Your means something belonging to you — as in your car or your pen

You’re is actually the shortened form (contraction) of ‘you are’ — as in you’re amazing or you’re smart.

Tip:

In the case of ‘you’re’, the apostrophe simply takes the place of the ‘a’ in the word ‘are’.

  1. Their, there and they’re

These words also cause havoc among writers, more so than the above two words — because in this case, there are three words that sound the same!

Their means something that belongs to someone else — as in their car or their pen

There is a location — as in over there or there it is

They’re is similar to you’re. It is the contraction for ‘they are’ — as in they’re amazing or they’re smart

Tip:

‘Their’ contains a clue. It contains the word ‘heir’, which means a future owner. So use ‘their’ when talking about something belonging to someone else.

With regard to ‘there’, it contains another word meaning location: ‘here’. So use that when referring to a place.

‘They’re is similar to ‘you’re’. The apostrophe simply replaces the ‘a’ in the word ‘are’.

  1. Its and it’s

Two little words can cause big problems when it comes to writing.

Its means it belongs to something or someone — as in the dog ate its food

It’s is short for ‘it is’ (similar to ‘you are’ and ‘they are’ in the above examples) — as in it’s too late to feed the dog.

Tip:

In the case of ‘it’s’, the apostrophe takes place of the ‘i’ in ‘is’.

With ‘its’ the ‘s’ is close to the ‘it’ means someone is keeping their belongings close.

  1. To, too and two

These may not be as confusing as the words we have already mentioned, but they still get mixed up.

To means ‘in the direction of’ — as in we are going to the shops.

Too means ‘also’ or ‘as well’ — as in we are going to the shops too.

Two is a number — as in the two of us are going to the shops.

Tip:

In the case of ‘too’, there is an extra ‘o’ which is like an extra person tagging along.

‘Two’ begins with ‘tw’, just like the words ‘twins’, and there are two of those!

  1. Loose and lose

Many people confuse these two words, despite them having different meanings.

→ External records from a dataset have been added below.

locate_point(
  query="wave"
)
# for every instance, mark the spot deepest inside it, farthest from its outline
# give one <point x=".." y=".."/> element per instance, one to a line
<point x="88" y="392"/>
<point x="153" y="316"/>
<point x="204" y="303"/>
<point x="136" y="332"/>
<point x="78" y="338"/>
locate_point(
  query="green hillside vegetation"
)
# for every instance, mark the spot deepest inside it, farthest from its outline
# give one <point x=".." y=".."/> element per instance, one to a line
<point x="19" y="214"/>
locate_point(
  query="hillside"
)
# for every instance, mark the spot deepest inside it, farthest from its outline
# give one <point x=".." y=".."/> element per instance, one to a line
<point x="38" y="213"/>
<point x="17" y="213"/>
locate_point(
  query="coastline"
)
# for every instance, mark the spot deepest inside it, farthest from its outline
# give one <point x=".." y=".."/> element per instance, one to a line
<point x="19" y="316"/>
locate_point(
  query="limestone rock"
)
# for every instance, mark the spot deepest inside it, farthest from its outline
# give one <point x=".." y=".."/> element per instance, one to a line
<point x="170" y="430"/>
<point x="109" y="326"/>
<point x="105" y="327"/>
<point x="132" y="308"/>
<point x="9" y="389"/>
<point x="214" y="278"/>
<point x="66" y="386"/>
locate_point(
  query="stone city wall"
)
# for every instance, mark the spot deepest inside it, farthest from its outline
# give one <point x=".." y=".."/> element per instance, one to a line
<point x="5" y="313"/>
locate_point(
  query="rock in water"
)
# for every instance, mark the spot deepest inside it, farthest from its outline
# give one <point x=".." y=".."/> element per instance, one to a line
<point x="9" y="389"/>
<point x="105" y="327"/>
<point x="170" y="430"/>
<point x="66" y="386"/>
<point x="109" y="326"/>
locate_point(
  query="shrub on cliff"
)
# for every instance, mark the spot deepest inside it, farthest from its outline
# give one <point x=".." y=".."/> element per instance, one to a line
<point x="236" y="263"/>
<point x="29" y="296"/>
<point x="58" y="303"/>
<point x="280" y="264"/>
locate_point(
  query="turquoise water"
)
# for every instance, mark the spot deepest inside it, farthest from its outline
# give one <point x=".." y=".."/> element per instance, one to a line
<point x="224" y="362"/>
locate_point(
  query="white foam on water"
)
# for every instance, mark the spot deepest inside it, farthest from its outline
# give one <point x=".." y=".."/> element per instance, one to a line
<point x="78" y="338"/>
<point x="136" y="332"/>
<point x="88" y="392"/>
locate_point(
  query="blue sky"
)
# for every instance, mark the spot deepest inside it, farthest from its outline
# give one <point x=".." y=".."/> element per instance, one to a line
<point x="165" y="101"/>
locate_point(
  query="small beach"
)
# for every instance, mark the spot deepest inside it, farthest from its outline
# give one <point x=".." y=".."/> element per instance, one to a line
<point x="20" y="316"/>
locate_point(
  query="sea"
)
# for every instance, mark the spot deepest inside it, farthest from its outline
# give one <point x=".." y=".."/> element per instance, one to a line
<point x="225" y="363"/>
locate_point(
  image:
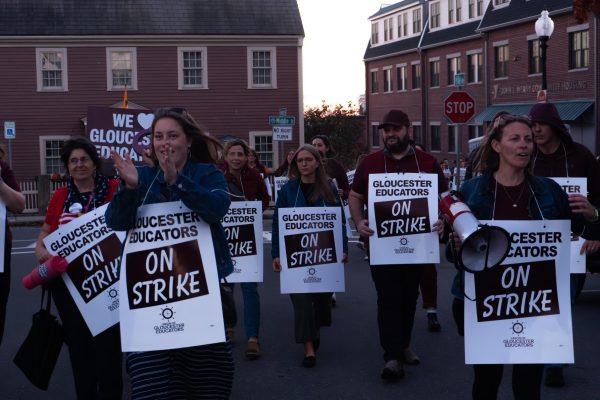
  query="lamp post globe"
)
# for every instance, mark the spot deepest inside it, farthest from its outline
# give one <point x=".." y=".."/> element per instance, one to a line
<point x="544" y="26"/>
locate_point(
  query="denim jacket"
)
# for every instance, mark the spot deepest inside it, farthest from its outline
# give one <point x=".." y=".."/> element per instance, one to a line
<point x="290" y="195"/>
<point x="201" y="187"/>
<point x="548" y="197"/>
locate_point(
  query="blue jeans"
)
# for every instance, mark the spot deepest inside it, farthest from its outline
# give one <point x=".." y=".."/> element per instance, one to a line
<point x="251" y="308"/>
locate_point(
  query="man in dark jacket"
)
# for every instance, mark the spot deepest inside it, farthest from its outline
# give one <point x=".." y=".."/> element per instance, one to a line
<point x="557" y="155"/>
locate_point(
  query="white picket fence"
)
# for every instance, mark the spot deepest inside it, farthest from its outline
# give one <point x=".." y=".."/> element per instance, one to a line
<point x="30" y="190"/>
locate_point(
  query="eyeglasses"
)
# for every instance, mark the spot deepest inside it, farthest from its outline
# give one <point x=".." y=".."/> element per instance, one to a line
<point x="77" y="160"/>
<point x="505" y="119"/>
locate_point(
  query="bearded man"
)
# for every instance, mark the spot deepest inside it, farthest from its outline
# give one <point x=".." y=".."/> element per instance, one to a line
<point x="397" y="285"/>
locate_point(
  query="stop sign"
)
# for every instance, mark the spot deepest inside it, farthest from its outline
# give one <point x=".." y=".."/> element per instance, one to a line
<point x="459" y="107"/>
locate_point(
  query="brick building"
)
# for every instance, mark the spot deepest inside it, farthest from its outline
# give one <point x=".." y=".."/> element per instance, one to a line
<point x="493" y="42"/>
<point x="231" y="64"/>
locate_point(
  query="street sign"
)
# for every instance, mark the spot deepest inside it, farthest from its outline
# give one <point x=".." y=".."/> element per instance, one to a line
<point x="459" y="107"/>
<point x="459" y="80"/>
<point x="281" y="120"/>
<point x="282" y="133"/>
<point x="10" y="130"/>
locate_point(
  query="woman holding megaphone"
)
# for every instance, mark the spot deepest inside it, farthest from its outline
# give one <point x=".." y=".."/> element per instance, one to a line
<point x="95" y="361"/>
<point x="506" y="190"/>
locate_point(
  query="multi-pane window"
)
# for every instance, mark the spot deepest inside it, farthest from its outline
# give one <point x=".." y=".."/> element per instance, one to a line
<point x="262" y="68"/>
<point x="434" y="73"/>
<point x="121" y="63"/>
<point x="401" y="77"/>
<point x="192" y="68"/>
<point x="375" y="136"/>
<point x="535" y="60"/>
<point x="417" y="134"/>
<point x="263" y="145"/>
<point x="51" y="69"/>
<point x="387" y="32"/>
<point x="453" y="69"/>
<point x="475" y="67"/>
<point x="374" y="82"/>
<point x="374" y="33"/>
<point x="417" y="20"/>
<point x="501" y="61"/>
<point x="579" y="49"/>
<point x="452" y="136"/>
<point x="387" y="80"/>
<point x="52" y="156"/>
<point x="434" y="15"/>
<point x="416" y="76"/>
<point x="475" y="131"/>
<point x="435" y="138"/>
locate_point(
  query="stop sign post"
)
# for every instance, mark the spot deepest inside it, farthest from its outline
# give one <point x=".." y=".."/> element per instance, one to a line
<point x="459" y="107"/>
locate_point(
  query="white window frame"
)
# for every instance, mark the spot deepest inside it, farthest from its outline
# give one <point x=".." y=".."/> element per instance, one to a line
<point x="275" y="147"/>
<point x="64" y="66"/>
<point x="249" y="55"/>
<point x="180" y="83"/>
<point x="42" y="147"/>
<point x="109" y="52"/>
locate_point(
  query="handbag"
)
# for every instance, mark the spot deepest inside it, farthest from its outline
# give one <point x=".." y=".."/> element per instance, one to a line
<point x="39" y="352"/>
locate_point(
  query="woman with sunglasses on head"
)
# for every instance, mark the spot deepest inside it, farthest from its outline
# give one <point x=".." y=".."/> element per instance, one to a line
<point x="333" y="168"/>
<point x="95" y="360"/>
<point x="506" y="190"/>
<point x="184" y="170"/>
<point x="311" y="189"/>
<point x="245" y="183"/>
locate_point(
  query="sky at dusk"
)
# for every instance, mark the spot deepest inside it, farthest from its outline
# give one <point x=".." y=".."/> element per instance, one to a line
<point x="336" y="37"/>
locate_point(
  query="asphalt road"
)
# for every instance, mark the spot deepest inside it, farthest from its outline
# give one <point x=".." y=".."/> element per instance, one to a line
<point x="349" y="360"/>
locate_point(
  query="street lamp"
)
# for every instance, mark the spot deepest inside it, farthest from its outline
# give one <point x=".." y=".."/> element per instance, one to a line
<point x="544" y="27"/>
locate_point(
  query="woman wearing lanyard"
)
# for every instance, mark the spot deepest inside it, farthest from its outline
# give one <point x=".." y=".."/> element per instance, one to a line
<point x="507" y="190"/>
<point x="245" y="183"/>
<point x="96" y="361"/>
<point x="312" y="189"/>
<point x="184" y="170"/>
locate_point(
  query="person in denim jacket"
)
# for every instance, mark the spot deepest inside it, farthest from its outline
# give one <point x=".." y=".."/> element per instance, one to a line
<point x="507" y="190"/>
<point x="184" y="169"/>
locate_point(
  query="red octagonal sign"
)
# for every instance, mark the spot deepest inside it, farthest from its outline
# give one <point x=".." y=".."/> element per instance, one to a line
<point x="459" y="107"/>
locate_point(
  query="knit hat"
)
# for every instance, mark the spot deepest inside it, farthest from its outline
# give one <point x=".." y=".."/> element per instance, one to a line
<point x="395" y="118"/>
<point x="546" y="113"/>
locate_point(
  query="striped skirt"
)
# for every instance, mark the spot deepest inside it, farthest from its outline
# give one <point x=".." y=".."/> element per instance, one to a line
<point x="201" y="372"/>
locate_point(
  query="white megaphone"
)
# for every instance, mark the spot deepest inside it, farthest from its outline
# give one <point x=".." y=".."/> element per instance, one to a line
<point x="482" y="246"/>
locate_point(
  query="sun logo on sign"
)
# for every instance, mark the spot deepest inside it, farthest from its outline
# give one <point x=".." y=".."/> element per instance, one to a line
<point x="167" y="313"/>
<point x="517" y="327"/>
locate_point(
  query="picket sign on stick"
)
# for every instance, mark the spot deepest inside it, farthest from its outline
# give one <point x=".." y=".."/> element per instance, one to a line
<point x="311" y="250"/>
<point x="93" y="252"/>
<point x="169" y="281"/>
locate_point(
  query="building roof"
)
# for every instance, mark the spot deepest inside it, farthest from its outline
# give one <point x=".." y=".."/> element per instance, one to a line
<point x="397" y="47"/>
<point x="386" y="9"/>
<point x="517" y="11"/>
<point x="149" y="17"/>
<point x="450" y="34"/>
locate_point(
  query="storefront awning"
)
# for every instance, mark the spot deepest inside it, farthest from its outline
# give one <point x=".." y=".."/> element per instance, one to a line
<point x="568" y="110"/>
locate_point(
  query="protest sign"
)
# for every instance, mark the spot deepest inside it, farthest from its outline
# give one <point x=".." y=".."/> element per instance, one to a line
<point x="311" y="250"/>
<point x="575" y="186"/>
<point x="402" y="209"/>
<point x="93" y="252"/>
<point x="521" y="313"/>
<point x="2" y="233"/>
<point x="169" y="281"/>
<point x="124" y="131"/>
<point x="243" y="230"/>
<point x="279" y="182"/>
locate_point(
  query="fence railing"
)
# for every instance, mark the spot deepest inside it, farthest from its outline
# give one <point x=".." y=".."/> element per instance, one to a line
<point x="31" y="191"/>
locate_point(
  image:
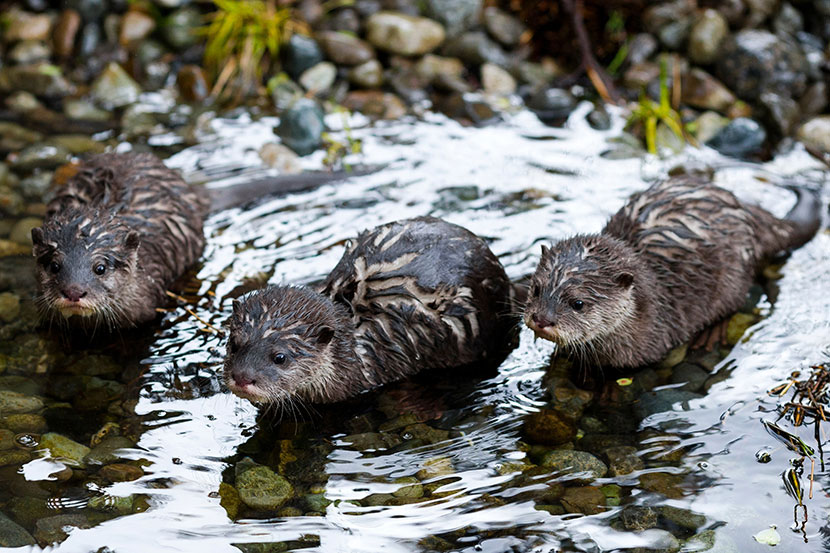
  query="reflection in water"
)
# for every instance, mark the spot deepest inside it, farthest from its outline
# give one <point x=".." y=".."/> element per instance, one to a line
<point x="444" y="462"/>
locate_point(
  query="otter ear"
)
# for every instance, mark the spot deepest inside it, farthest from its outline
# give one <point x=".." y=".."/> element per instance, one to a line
<point x="324" y="335"/>
<point x="132" y="240"/>
<point x="624" y="280"/>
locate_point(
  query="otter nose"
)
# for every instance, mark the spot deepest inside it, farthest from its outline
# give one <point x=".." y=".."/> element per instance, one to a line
<point x="542" y="321"/>
<point x="73" y="293"/>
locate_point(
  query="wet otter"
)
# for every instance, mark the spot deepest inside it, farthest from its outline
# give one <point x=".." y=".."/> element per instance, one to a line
<point x="410" y="295"/>
<point x="677" y="257"/>
<point x="122" y="229"/>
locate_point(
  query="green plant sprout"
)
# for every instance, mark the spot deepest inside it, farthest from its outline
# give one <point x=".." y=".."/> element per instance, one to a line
<point x="650" y="113"/>
<point x="240" y="33"/>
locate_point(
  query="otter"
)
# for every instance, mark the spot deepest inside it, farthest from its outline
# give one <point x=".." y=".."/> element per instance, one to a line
<point x="676" y="258"/>
<point x="122" y="229"/>
<point x="409" y="295"/>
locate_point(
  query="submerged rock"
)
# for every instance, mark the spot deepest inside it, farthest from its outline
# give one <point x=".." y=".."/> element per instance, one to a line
<point x="301" y="127"/>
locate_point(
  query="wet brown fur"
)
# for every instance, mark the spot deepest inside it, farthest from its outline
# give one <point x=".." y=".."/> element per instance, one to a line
<point x="406" y="296"/>
<point x="676" y="258"/>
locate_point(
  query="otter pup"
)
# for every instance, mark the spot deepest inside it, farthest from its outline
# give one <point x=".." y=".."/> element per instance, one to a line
<point x="410" y="295"/>
<point x="677" y="257"/>
<point x="122" y="229"/>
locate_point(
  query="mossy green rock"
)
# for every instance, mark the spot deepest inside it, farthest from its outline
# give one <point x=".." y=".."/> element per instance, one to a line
<point x="262" y="489"/>
<point x="13" y="402"/>
<point x="12" y="534"/>
<point x="63" y="448"/>
<point x="570" y="462"/>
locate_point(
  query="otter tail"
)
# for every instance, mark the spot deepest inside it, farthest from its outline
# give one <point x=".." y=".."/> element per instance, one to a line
<point x="237" y="195"/>
<point x="804" y="217"/>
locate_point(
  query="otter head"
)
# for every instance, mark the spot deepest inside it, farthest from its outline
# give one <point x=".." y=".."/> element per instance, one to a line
<point x="287" y="343"/>
<point x="84" y="266"/>
<point x="582" y="290"/>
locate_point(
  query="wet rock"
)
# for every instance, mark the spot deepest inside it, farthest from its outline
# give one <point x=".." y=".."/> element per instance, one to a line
<point x="587" y="500"/>
<point x="650" y="403"/>
<point x="63" y="448"/>
<point x="13" y="403"/>
<point x="374" y="103"/>
<point x="345" y="49"/>
<point x="548" y="427"/>
<point x="90" y="10"/>
<point x="12" y="534"/>
<point x="192" y="83"/>
<point x="180" y="27"/>
<point x="319" y="78"/>
<point x="402" y="34"/>
<point x="706" y="36"/>
<point x="573" y="462"/>
<point x="29" y="51"/>
<point x="41" y="156"/>
<point x="623" y="460"/>
<point x="663" y="483"/>
<point x="261" y="488"/>
<point x="638" y="518"/>
<point x="135" y="26"/>
<point x="121" y="472"/>
<point x="22" y="230"/>
<point x="66" y="29"/>
<point x="301" y="53"/>
<point x="106" y="451"/>
<point x="114" y="88"/>
<point x="753" y="62"/>
<point x="53" y="529"/>
<point x="641" y="48"/>
<point x="435" y="467"/>
<point x="692" y="376"/>
<point x="502" y="26"/>
<point x="367" y="75"/>
<point x="476" y="48"/>
<point x="280" y="157"/>
<point x="683" y="518"/>
<point x="457" y="16"/>
<point x="22" y="25"/>
<point x="815" y="133"/>
<point x="701" y="90"/>
<point x="496" y="80"/>
<point x="552" y="105"/>
<point x="708" y="125"/>
<point x="742" y="137"/>
<point x="41" y="79"/>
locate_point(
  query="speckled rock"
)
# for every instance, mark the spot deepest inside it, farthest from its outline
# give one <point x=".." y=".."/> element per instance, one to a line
<point x="12" y="534"/>
<point x="345" y="49"/>
<point x="587" y="500"/>
<point x="706" y="36"/>
<point x="261" y="488"/>
<point x="404" y="34"/>
<point x="63" y="448"/>
<point x="114" y="88"/>
<point x="572" y="462"/>
<point x="754" y="61"/>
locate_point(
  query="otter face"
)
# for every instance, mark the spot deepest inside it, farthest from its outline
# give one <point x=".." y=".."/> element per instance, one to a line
<point x="280" y="345"/>
<point x="579" y="293"/>
<point x="83" y="269"/>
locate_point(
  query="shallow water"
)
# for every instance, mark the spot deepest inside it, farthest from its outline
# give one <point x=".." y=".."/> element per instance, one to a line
<point x="520" y="184"/>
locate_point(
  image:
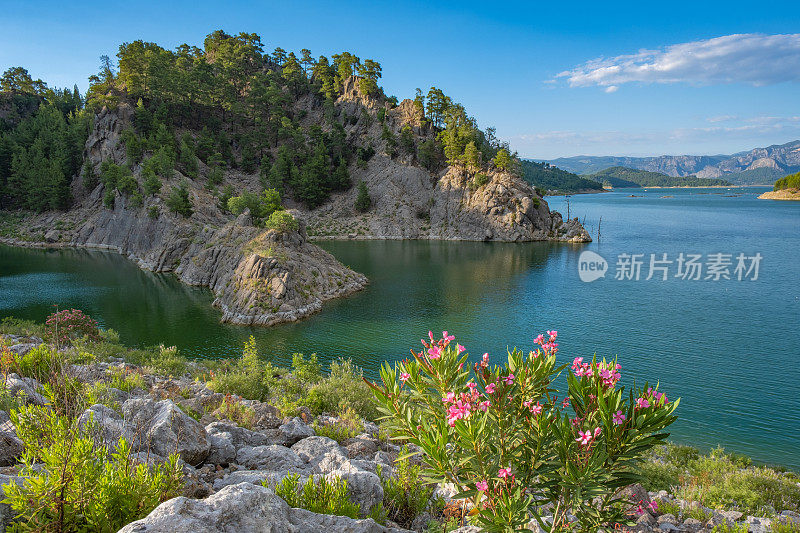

Loose means ‘not tight’ — as in his pants were loose.

Lose means to ‘cease to have something’ — as in he was about to lose his pants.

Tip:

When the word contains two ‘o’s, the word is ‘loose’. When you lose an ‘o’, the word becomes ‘lose’.

  1. Sight, site and cite

Not as common as the above words, but these can still cause problems.

Sight refers to your vision, or the act of seeing — as in she was a sight to behold.

Site refers to a location — as in the building site was a mess.

Cite means to quote or refer to — as in always cite your references when you write.

Tip:

‘Sight’ is spelled like ‘light’ and you can’t see without a light.

‘Site’ often describes where building work is taking place. The ‘te’ at the end of the word reminds you that there is probably a tradesman’s entrance to the site.

‘Cite’ is spelled with a ‘c’ so this reminds you to make sure the points you are making should be correct (cite your references).

  1. Affect and effect

These two words can trip up even the best of spellers.

Affect is a verb and means to produce a change or influence something — as in how will the new rules affect you?

Effect is a noun that can be used as a verb. It means a change that has occurred — as in the new rules had little effect on me.

Tip:

‘Affect’ is usually used to describe something that is going to happen, while ‘effect’ means that the change has occurred. ‘Affect’ starts with an ‘a’ which comes before ‘e’ in the alphabet. The ‘affect’ happens before the ‘effect’.

By no means is this an exhaustive list of homophones. In fact, you can probably think of dozens more words with different meanings and spellings that sound the same.

However, if you can remember how to use the above words correctly in your writing, you are sure to be a step ahead of everyone else.